Nokia is leading the smartphone race, shipping a record 21.4 million units (around twice that of its nearest competitor RIM) in the first quarter of 2010. As Android-powered devices move up the ladder and Apple continues to gain mainstream appeal as a mobile maker, market researcher Canalys explains why Nokia is still at the top.

Nokia is dominating the smartphone market thanks to aggressive pricing and a wider adoption of smartphone features in mainstream consumer phones.

"For the first time, touch-screens represented over 50% of Nokia's smart phone shipments this quarter, which were historically dominated by the keypad-based candy bar form factors," said Chris Jones, Canalys VP and Principal Analyst in a May 3 press release.
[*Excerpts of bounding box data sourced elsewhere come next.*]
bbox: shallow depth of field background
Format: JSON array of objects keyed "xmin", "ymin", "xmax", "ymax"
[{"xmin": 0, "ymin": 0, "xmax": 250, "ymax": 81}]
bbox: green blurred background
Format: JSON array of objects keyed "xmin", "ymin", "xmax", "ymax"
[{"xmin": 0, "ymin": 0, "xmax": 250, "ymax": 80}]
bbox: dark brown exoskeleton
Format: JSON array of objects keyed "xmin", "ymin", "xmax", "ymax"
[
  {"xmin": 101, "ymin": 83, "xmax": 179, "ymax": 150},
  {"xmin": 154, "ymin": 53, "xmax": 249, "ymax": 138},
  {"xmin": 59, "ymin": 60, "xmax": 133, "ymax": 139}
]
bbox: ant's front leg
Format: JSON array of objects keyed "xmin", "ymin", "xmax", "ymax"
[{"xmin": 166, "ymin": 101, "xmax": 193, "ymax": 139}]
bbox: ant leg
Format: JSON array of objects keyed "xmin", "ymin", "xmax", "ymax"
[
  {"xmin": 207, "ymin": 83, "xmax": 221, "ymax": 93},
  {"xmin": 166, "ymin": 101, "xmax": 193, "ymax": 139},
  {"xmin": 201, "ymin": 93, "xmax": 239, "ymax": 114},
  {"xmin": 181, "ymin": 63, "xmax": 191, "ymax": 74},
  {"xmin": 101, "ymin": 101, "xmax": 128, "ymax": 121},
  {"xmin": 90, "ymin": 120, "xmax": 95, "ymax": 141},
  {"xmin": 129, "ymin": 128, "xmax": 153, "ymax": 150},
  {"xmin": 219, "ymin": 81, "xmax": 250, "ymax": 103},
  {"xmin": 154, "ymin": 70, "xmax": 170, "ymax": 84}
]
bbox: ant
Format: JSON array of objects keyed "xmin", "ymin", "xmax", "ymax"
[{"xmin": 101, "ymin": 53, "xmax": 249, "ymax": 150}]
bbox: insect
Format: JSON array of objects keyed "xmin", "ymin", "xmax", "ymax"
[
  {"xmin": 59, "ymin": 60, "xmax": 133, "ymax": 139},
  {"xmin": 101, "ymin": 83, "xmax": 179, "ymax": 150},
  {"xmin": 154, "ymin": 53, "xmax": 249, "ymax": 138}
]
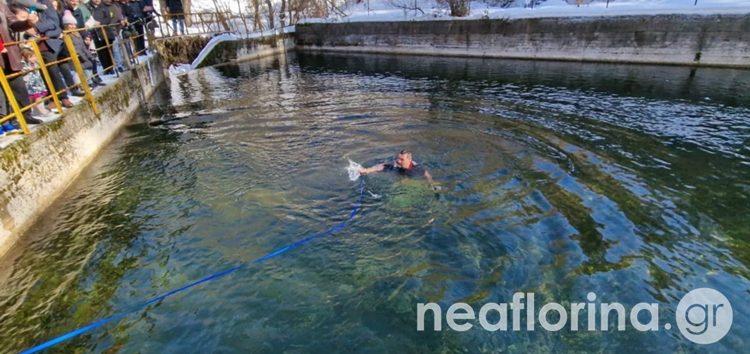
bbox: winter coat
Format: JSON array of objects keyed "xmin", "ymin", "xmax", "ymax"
[
  {"xmin": 21, "ymin": 60, "xmax": 47, "ymax": 95},
  {"xmin": 70, "ymin": 33, "xmax": 94, "ymax": 69},
  {"xmin": 0, "ymin": 3, "xmax": 31, "ymax": 72},
  {"xmin": 167, "ymin": 0, "xmax": 185, "ymax": 14},
  {"xmin": 36, "ymin": 0, "xmax": 63, "ymax": 53}
]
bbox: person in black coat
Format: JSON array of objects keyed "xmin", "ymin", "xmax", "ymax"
[
  {"xmin": 167, "ymin": 0, "xmax": 185, "ymax": 36},
  {"xmin": 86, "ymin": 0, "xmax": 115, "ymax": 74},
  {"xmin": 13, "ymin": 0, "xmax": 82, "ymax": 109}
]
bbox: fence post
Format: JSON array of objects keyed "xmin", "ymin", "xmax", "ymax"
[
  {"xmin": 0, "ymin": 70, "xmax": 31, "ymax": 134},
  {"xmin": 99, "ymin": 26, "xmax": 120, "ymax": 77},
  {"xmin": 63, "ymin": 32, "xmax": 101, "ymax": 116},
  {"xmin": 29, "ymin": 41, "xmax": 62, "ymax": 114}
]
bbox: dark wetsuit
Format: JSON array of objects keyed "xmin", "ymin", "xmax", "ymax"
[{"xmin": 383, "ymin": 162, "xmax": 424, "ymax": 177}]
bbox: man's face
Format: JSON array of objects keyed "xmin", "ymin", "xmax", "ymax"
[{"xmin": 396, "ymin": 154, "xmax": 411, "ymax": 168}]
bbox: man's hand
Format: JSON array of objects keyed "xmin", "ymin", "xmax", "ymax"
[{"xmin": 358, "ymin": 163, "xmax": 385, "ymax": 176}]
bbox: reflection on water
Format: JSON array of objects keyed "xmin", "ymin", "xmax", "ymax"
[{"xmin": 0, "ymin": 54, "xmax": 750, "ymax": 353}]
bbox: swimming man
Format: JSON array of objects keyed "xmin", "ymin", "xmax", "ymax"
[{"xmin": 359, "ymin": 150, "xmax": 436, "ymax": 187}]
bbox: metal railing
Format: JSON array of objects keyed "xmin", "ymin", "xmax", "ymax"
[
  {"xmin": 0, "ymin": 12, "xmax": 241, "ymax": 138},
  {"xmin": 158, "ymin": 11, "xmax": 249, "ymax": 38}
]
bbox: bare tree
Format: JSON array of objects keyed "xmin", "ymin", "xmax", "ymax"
[
  {"xmin": 266, "ymin": 0, "xmax": 276, "ymax": 28},
  {"xmin": 279, "ymin": 0, "xmax": 286, "ymax": 28},
  {"xmin": 251, "ymin": 0, "xmax": 263, "ymax": 31}
]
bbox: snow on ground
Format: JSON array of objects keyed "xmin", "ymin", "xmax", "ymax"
[
  {"xmin": 326, "ymin": 0, "xmax": 750, "ymax": 22},
  {"xmin": 175, "ymin": 0, "xmax": 750, "ymax": 32}
]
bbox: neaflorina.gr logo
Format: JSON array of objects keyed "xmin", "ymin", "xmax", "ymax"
[
  {"xmin": 417, "ymin": 288, "xmax": 732, "ymax": 344},
  {"xmin": 676, "ymin": 288, "xmax": 734, "ymax": 344}
]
Nokia's "all-you-can-eat" Comes With Music subscription service has also seen wide appeal in China and India. The handset maker has been keeping a keen eye on developing markets, and targeting them with mid-tier smartphones to suit their budgets.

But it is not all good news for the mobile maker. "Nokia will need to deliver some strong and attractive product propositions in H2 2010 if it is not to lose momentum and risk falling behind in terms of innovation, as Apple, Google, RIM and Microsoft release updates to their respective platforms," reveals Canalys.

Nokia's nearest competitor, Research in Motion (RIM) also saw year-on-year growth (45.1 percent) in the smartphone market, but its market share is coming under increasing pressure from Apple. Apple's unit shipments have grown by just over 130 percent year-on-year, putting the company's market share at close to 16 percent of the smartphone market (compared to RIM's 19.2 percent).